27-Sep-2020 | Source : AG-IP News | Visits : 1796
Abu-Ghazaleh: World Trade Organization Faces Existential Challenge

Special to AG-IP News Agency

AMMAN,  In a new episode of his weekly program (The World to Where?) aired on Russia Today (RT), - Well-known economic expert, HE Dr. Talal Abu-Ghazaleh, founder and chairman of Talal Abu-Ghazaleh Global (TAG.Global), said that the World Trade Organization (WTO) is facing a future challenge represented by the Digital Trade (E-commerce), since the trading system of the Organization has always been limited to trade in services and goods. 

He asserted that the world’s five biggest corporations in the world are knowledge-digital companies, however, digital companies do not fall within the jurisdiction of  the WTO, hence, the need to add a new product called ‘Knowledge Product’ to the Agreement on Trade-Related Aspects of Intellectual Property Right ‘TRIPS’ with the World Intellectual Property Organization (WIPO).

In addition, Dr. Abu-Ghazaleh suggested that digital technological companies should be the first entities to pay taxes due to the fact that they are the richest and the most profit-generating businesses worldwide, revealing that they are not subject to supervision and taxation until now, which necessitates changing the global tax system. 

During the episode, Dr. Abu-Ghazaleh affirmed that the WTO is considered a cornerstone in the global trading system between the world’s countries since its establishment, 25 years ago, as it includes 164 member states that represent 97% of the global economy, indicating that the first aspects of trade cooperation started during the period from 1947 to 1995 through the so-called General Agreement on Tariffs and Trade (GATT) which aims to establish consensus among all countries in issues relating to tariffs and trade.       

Meanwhile, Dr. Abu-Ghazaleh forewarned that the WTO is experiencing a number of obstacles considering that two thirds of its members strive to benefit from trade concessions and advantages granted to developing countries, as is indicated by the fact that China considers itself a developing country and refuses to be classified as one of the developed countries.

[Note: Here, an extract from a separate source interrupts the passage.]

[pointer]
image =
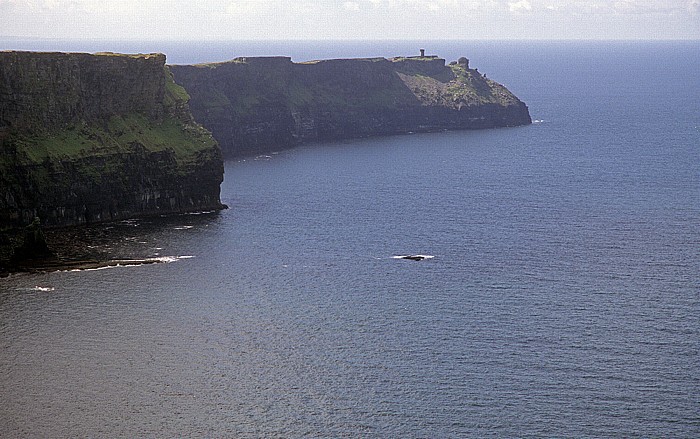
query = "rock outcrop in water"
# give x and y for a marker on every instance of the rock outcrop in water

On the other hand, Dr. Abu-Ghazaleh disclosed one of the major problems WTO suffers from since its inception; its system works by consensus not voteing; decisions are approved by a unanimity rather than majority voting, affirming that such a principle hindered the signing of new agreements and created problems among countries in developing policies that allow new countries to join the Organization.

However, one of the major advantages of the WTO is the fact that it has its own judicial system. Dr. Abu-Ghazaleh referred to the Organization’s ‘Dispute Settlement Body’, an independent judicial authority with binding judgements, that deals with trade disputes between WTO members.  

In view of that, the WTO has succeeded in resolving many trade disputes between America and Europe, yet, the Organization faces further challenges since the election of US President Donald Trump. Dr. Abu-Ghazaleh believes that this situation requires changing the global trade system in accordance with the changes of the world economic map, in addition to the necessity of reforming the WTO through collective negotiations, discussing reforms or changes as requested by each country; in other words; starting a new round of comprehensive trade negotiations. 

Concerning the impact of China’s membership in the WTO, Dr. Abu-Ghazaleh said that China was one of the latest countries to join the WTO, and its admission to the Organization was unique and was preceded by a lengthy process of negotiations, noting that the accession agreement of any country is concluded on the basis of negotiations with the country’s major trading partners in the Organization.

Dr. Abu-Ghazaleh stated that China has become a key driver in the accession to negotiations and reform of the WTO; therefore, taking decisions by consensus has not become an easy task to achieve, as it requires the agreement of the two counterparts – China and the US - to pass any reform or agreement.